Si tratterà di un test importante, ancorché forse non ancora decisivo, per Renzi e il Partito Democratico, chiamati ad un risultato positivo per proiettarsi verso la sfida cruciale del referendum costituzionale di ottobre e delle successive elezioni politiche. Finita la ‘luna di miele’ del 2014 (con il roboante 40,8% delle elezioni europee del 2014), Matteo Renzi ha superato con relativo successo lo scoglio delle regionali del 2015, vincendo in 5 regioni su 7 e, nonostante il forte arretramento in termini di fiducia (sia personale sia del governo) registrato da tutti i sondaggi, si presenta a queste amministrative come il vero dominus della politica italiana. Il rovescio della medaglia, naturalmente, riguarda il fatto che Renzi sia allo stesso momento anche il bersaglio al quale puntano le opposizioni: la vittoria alle amministrative, o almeno in qualche città chiave, da parte del M5S o delle destre (sono quasi sempre almeno due), ne legittimerebbe la richiesta di elezioni anticipate, mettendo ulteriore pressione su un governo da sempre fragile sia per i numeri di cui dispone che per il ‘vizio’ di essere nato in parlamento e non nelle urne. Il Pd, primo secondo tutti i sondaggi e incumbent nella stragrande maggioranza delle città al voto, si trova nella scomoda posizione di chi ha tutto da perdere e fronteggia una campagna elettorale resa ancor più difficile dalle divisioni interne tra renziani e minoranza, dai quasi giornalieri scandali giudiziari che coinvolgono ogni giorno suoi esponenti sul territorio e, infine, dai postumi dello scandalo di Mafia Capitale a Roma, città che rappresenta il vero ago della bilancia di questa tornata elettorale.
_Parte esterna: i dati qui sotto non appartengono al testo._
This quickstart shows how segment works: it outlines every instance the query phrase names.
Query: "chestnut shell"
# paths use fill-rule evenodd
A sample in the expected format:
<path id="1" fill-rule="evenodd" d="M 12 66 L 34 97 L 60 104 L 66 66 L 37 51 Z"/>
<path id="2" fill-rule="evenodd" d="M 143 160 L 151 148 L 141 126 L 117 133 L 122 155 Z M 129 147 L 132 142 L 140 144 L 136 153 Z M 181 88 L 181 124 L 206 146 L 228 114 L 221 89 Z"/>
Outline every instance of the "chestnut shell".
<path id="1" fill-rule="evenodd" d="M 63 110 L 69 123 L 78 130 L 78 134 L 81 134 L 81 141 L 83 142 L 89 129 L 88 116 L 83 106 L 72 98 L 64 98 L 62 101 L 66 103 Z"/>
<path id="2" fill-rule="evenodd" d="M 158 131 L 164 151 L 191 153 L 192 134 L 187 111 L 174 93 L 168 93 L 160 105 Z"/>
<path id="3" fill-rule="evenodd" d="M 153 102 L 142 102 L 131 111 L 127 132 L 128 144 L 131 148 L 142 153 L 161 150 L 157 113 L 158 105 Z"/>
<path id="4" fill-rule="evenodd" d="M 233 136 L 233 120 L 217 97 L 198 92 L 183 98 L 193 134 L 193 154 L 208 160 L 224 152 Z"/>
D’altro canto, anche per il Movimento 5 Stelle si tratta di un passaggio decisivo. Con la morte di Casaleggio, il progressivo allontanamento di Beppe Grillo dalla politica e lo sviluppo di una classe dirigente interna che sta acquisendo autonomia in Parlamento e visibilità sui media (Di Maio è ad oggi secondo solo a Renzi per quanto concerne la fiducia nei leader), il Movimento è in piena fase di trasformazione e queste amministrative gli offrono l’irripetibile occasione di compiere il salto decisivo da partito anti-establishment di protesta a mainstream opposition con potenziale di governo. Dopo le prime, piuttosto fallimentari, esperienze di governo in alcune città (Quarto, Livorno, Ragusa, per non parlare dei recenti problemi a Parma), vincere a Roma potrebbe rappresentare un grande trampolino in vista delle prossime politiche e dare al Movimento quella credibilità che ancora non riesce ad ottenere agli occhi della classe dirigente italiana e della grande stampa.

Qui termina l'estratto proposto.